Video System Upgrades

I recently discovered a defect in our video server code which was causing some servers to use up 100% of CPU cycles. On Friday we released an update to address this issue which dramatically improved our quality of service and the maximum number of viewers who can watch your channel. Here's a little chart of CPU usage over time, which shows the big drop on Friday:


You probably won't notice a big difference (unless you have 1000+ viewers on your channel), but rest assured we'll be ready when you become the lonelygirl15 of Justin.tv!

Saturday, December 1, 2007

Unintended consequences

We recently decided to add events on Justin.tv to search as part of the enhanced site-wide schedule we're working on.

We thought that adding something to search would just require couple pieces of work. We need a new template for the type of search result, and then we need to add events to our search index. Shouldn't be more than a 30 minute project, all told.

Of course, as I begin implementing it, I immediately notice a complication: every other kind of searchable item on Justin.tv can be sorted by page views, in addition to newness and best text match. So now we have to decide whether to either:
  • Special case the sort code and remove the page view sort for events
  • Add a page views counter for events, requiring a small change to the database schema and a small amount of code in several places. [1]
Neither of these options is particularly difficult, but only because we got lucky and the original change was small as well. We decided to add the counter, if only to satisfy our own OCD. The "just a template" change winds up touching 6 or 7 different parts of the site. This is not a fluke, it's typical. New features nearly always require changes you would never have dreamed of prior to implementation.

This is why second system syndrome is so hard to avoid: It's like invading Vietnam or Iraq. At first everything seems perfectly fine, but the deeper in you get the more unforseen complications emerge. Eventually you find yourself under fire from all directions, and you just want to get it over with before you bleed out any worse than you already are.

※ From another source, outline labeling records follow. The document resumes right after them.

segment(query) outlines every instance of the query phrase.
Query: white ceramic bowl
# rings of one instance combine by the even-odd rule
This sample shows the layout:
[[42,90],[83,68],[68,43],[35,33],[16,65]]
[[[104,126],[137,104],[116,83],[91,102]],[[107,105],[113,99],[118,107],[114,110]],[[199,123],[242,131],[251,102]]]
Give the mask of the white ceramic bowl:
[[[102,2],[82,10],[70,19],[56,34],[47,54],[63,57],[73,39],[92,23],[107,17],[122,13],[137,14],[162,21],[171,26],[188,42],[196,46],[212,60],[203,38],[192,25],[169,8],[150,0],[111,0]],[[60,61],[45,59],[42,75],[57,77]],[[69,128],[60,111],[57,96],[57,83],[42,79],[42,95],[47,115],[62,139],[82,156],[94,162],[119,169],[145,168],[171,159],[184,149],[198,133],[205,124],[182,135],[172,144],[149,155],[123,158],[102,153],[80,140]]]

[1] As a side note, this is why standard databases suck: part of the reason I want to avoid adding a page view counter to events is that it's going to require making a schema change. Of course, I could create a page_views table that solves the problem generically, but that would have been more work to set up in the beginning, when I had no idea I'd have this problem. And because schemas are costly to change in a running system, changing over to that solution would take yet more work now.